Default values are included as part of an INSERT statement before the statement is parsed. Thus, default column values are subject to all integrity constraint checking.

Example: Update of All Foreign Key and Parent Key Values

In this example, a self-referential constraint makes entries in the manager_id column of employees dependent on the values of the employee_id column.

The company has been sold. Because of this sale, all employee numbers must be updated to be the current value plus 5000 to coordinate with the employee numbers of the new company. As shown in the following graphic, some employees are also managers:

Figure 7-4 The employees Table Before Updates

Description of "Figure 7-4 The employees Table Before Updates"

Because manager numbers are also employee numbers, the manager numbers must also increase by 5000. You could execute the following SQL statement to update the values:

UPDATE employees SET employee_id = employee_id + 5000,
  manager_id = manager_id + 5000;

Although a constraint is defined to verify that each manager_id value matches an employee_id value, the preceding statement is valid because the database effectively checks constraints after the statement completes. Figure 7-5 shows that the database performs the actions of the entire SQL statement before checking constraints.

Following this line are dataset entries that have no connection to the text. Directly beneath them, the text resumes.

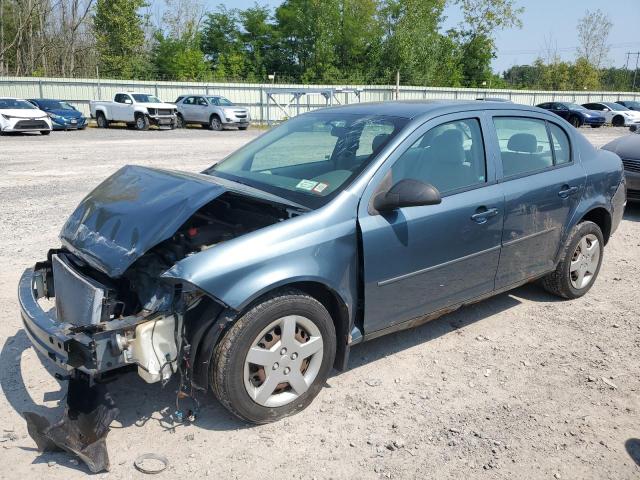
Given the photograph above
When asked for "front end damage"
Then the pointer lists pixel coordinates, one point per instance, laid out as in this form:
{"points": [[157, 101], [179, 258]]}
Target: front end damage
{"points": [[99, 306]]}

Figure 7-5 Constraint Checking

Description of "Figure 7-5 Constraint Checking"

The examples in this section illustrate the constraint checking mechanism during INSERT and UPDATE statements, but the database uses the same mechanism for all types of DML statements. The database uses the same mechanism for all types of constraints, not just self-referential constraints.

Note:

Operations on a view or synonym are subject to the integrity constraints defined on the base tables.